When I came to India, I felt I was born again, but without parents. Perhaps, even without hands and legs. India was not my first choice for an internship. Like every other student in the world, I wanted to go to the US. Later, I realised I wanted to go to a growing economy and my alternatives were narrowed down to the Commonwealth countries. I chose India because I wanted to discover new places and things, those that are different from what I have seen in France. I wanted to open my mind to a new world, and live by myself in a set up that I have not known. And I knew if I made it there, I could make it anywhere. The stress of going to a country where safety issues were a major concern was constantly on my mind. I wanted to be well prepared, because I did not want to pack myself off the country, after spending a couple of weeks, unable to adjust. It took me almost a year to mentally prepare myself to come here, and I do not regret it one bit.
As a student of political science at the Institut d’Etudes Politiques d’Aix-en-Provence, we have to do an internship abroad in the third year, in any field. I came to a corporate events company, but soon realised that I was not doing any real work, and when opportunity knocked by way of a journalism (reporting) internship with a national daily, I really wanted to grab it with both hands. I had never thought of writing professionally until the day I was leaving home, when I mother cleaned out my room and put out my writing drafts for me to look at.
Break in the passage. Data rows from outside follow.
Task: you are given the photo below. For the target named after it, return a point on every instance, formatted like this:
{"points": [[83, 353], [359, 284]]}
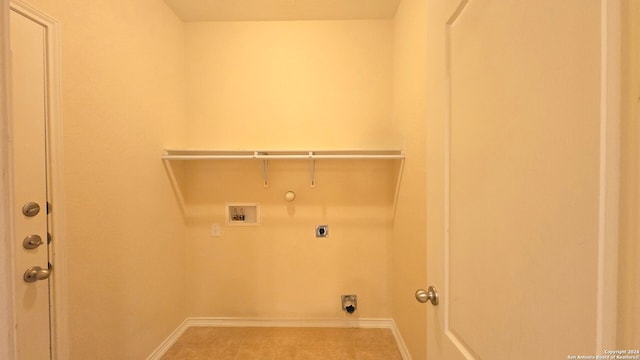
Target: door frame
{"points": [[609, 168], [54, 129]]}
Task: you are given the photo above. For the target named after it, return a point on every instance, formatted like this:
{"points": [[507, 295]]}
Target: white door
{"points": [[29, 162], [518, 205]]}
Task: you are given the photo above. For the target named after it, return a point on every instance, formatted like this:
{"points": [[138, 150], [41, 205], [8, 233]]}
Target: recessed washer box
{"points": [[242, 214]]}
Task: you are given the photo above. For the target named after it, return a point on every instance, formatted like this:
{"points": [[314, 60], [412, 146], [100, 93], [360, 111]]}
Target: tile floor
{"points": [[284, 344]]}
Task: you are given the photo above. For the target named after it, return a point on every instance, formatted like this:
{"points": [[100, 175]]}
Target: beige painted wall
{"points": [[6, 307], [629, 267], [123, 100], [408, 247], [290, 85]]}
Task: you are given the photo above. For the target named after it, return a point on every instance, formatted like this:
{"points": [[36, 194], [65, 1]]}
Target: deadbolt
{"points": [[32, 241], [431, 294], [36, 273], [31, 209]]}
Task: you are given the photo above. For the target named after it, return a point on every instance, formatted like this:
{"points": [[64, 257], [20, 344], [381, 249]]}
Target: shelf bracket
{"points": [[312, 170], [265, 169]]}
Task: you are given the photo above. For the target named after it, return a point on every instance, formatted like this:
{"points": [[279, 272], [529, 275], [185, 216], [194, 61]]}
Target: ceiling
{"points": [[269, 10]]}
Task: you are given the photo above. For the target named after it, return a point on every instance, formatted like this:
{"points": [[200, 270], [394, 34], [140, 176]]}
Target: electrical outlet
{"points": [[322, 230], [349, 303], [215, 230]]}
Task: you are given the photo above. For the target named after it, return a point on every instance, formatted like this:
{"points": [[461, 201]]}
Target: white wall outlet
{"points": [[215, 230], [322, 230]]}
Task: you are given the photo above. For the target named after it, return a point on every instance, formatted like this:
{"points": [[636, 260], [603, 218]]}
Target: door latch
{"points": [[36, 273]]}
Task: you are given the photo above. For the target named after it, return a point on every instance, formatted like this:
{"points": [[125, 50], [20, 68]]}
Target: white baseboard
{"points": [[169, 341], [257, 322]]}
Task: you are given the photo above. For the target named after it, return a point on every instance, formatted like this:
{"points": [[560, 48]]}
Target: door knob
{"points": [[35, 273], [431, 294]]}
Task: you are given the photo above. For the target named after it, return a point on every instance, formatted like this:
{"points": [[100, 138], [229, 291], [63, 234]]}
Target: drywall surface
{"points": [[408, 246], [307, 85], [289, 85], [123, 100], [629, 253]]}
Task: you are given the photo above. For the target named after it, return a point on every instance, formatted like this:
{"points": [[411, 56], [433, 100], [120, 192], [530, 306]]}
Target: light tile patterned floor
{"points": [[284, 344]]}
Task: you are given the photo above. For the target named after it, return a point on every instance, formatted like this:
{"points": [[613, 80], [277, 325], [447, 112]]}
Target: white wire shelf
{"points": [[282, 155], [266, 155]]}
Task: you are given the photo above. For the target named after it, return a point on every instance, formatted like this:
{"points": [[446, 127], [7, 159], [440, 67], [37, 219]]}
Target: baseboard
{"points": [[257, 322], [169, 341], [404, 351]]}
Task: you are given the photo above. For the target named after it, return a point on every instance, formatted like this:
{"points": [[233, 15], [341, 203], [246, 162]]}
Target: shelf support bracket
{"points": [[312, 170], [265, 170]]}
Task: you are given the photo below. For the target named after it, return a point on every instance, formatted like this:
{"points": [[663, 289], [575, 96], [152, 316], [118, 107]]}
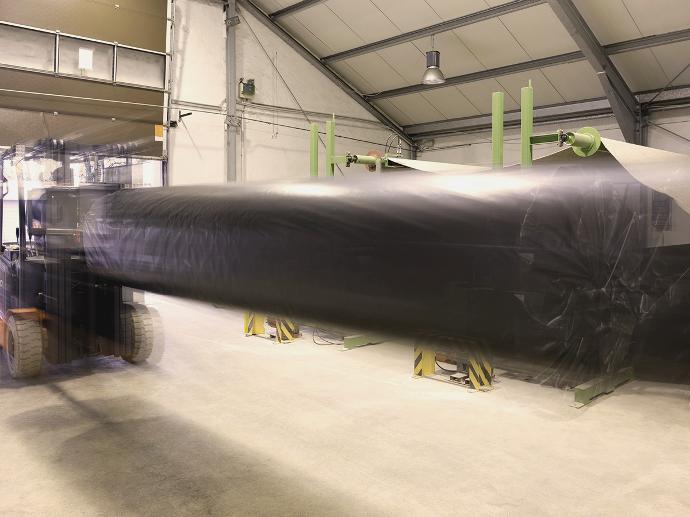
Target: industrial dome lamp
{"points": [[433, 74]]}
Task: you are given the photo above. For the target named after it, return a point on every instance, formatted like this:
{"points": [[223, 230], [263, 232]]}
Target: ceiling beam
{"points": [[623, 103], [648, 41], [486, 14], [585, 109], [593, 108], [568, 57], [291, 9], [481, 75], [256, 12]]}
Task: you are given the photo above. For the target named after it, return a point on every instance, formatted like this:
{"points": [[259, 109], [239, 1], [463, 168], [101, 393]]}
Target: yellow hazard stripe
{"points": [[479, 371]]}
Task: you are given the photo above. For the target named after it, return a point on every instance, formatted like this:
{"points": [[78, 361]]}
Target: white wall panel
{"points": [[659, 16], [414, 15], [330, 29], [450, 102], [640, 70], [479, 94], [491, 43], [364, 19], [417, 108], [539, 32], [609, 20], [265, 152], [297, 30], [456, 57], [449, 9], [574, 81]]}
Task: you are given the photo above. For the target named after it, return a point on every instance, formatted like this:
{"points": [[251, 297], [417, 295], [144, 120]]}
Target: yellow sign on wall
{"points": [[158, 132]]}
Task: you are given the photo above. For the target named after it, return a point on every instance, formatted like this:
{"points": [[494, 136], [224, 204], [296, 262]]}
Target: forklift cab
{"points": [[52, 308]]}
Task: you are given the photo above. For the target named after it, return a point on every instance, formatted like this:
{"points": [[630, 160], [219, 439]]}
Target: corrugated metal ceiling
{"points": [[333, 26]]}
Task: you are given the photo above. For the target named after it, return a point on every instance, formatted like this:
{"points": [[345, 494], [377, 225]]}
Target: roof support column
{"points": [[231, 21]]}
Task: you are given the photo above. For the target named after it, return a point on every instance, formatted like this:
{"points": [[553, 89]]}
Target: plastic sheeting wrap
{"points": [[547, 264]]}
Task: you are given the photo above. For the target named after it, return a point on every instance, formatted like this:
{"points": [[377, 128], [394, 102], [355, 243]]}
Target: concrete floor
{"points": [[228, 425]]}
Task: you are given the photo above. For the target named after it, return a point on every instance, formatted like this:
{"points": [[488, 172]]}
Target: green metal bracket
{"points": [[497, 106], [585, 142], [526, 124], [545, 139]]}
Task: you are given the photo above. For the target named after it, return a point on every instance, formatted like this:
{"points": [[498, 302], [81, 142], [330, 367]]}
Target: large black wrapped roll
{"points": [[540, 262]]}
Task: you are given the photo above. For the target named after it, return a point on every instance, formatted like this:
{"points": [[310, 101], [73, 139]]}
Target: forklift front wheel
{"points": [[24, 350], [137, 332]]}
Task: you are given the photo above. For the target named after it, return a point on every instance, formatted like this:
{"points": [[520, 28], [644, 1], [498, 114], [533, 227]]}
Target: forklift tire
{"points": [[24, 350], [137, 332]]}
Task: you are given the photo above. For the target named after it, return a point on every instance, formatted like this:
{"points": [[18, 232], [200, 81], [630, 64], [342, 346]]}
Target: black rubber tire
{"points": [[137, 332], [24, 350]]}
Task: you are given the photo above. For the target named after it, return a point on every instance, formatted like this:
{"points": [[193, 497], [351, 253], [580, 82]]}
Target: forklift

At the very first meeting, the editor put me at ease and told me this was an opportunity, and introduced me to the person in charge of the education supplement who I was going to work with. I was quite sceptical that I was not going to get any concrete work initially, since I did not consider myself as a writer. Luckily, I was given an assignment immediately, and I got busy from day one. I was really taken away by the trust everyone placed in me, and I soon figured that Mumbai is a city that gives you a break, and if you’re good, there is no reason why you will not progress.
My Indian experience would not be so wonderful, had I not been in Mumbai. I love Mumbai. It is so much like New York City! I keep publicising Mumbai as the New York of India. I am able to move around easily and unlike European and American cities, taxis are affordable. The energy and vibrancy of the city makes me want to hang out late with friends, which again, is safe. I really appreciate the friendliness of the people, who will stop and show you the way if you are lost. And yes, though I do miss my regular food, I am starting to develop a strong liking for South Indian food, especially uttapams and upma.
This city is truly a melting pot, not only of cultures, but also people and languages! I was afraid that English being my second language, I wouldn’t be able to pull along very well. Little did I know that I will be learning Hindi, picking up words and phrases from everyone around! Being in this city has made me a very confident 19-year-old, who has learnt how to haggle, and if necessary squabble with the taxi and rickshaw wallahs. I want them to understand that just because I am a foreigner, they cannot take me for a ride! I learned it the hard way, but it was a lesson well learnt! I was glad that I had ample opportunity to show off these skills to my mother and aunt who visited me in January. It should not have been a surprise for them, I had already told them about my escapades in the local trains.
While working at the events company, I used to live in Bandra and work in Andheri. Initially I opted for autos, but soon moved on to the trusted Western Railways. During my first train ride, I lost my balance and almost fell down, but since then, I’ve had no trouble travelling in the second class compartment to my destination.
Apart from developing survival skills in this ruthless city, I have also had my share of Bollywood fun! The first movie I watched was Rockstar, and that too without subtitles. The two things I fell in love with were Ranbir Kapoor and A R Rahman’s music. Despite not knowing the language, I could follow the plot at least in the first half and the fun I had with the music more than made up for my loss at the language. When I went for The Dirty Picture, I had no expectations. I was already aware that there are no subtitles in Indian theatres, but the plot was very interesting. Vidya Balan did a great job, and I was really happy I could follow the story to the end!
I could go on about my myriad other experiences, but the memories that will remain with me forever are of those small moments you chance upon in life. That of seeing my first published article in the newspaper and that of the kindness and trust that I have received in India. The sight of homeless street kids is something I will never forget, it still gives me goose bumps. I have, however, come to terms with the fact that I cannot help each one of them. And those will make up my Mumbai moments mosaic.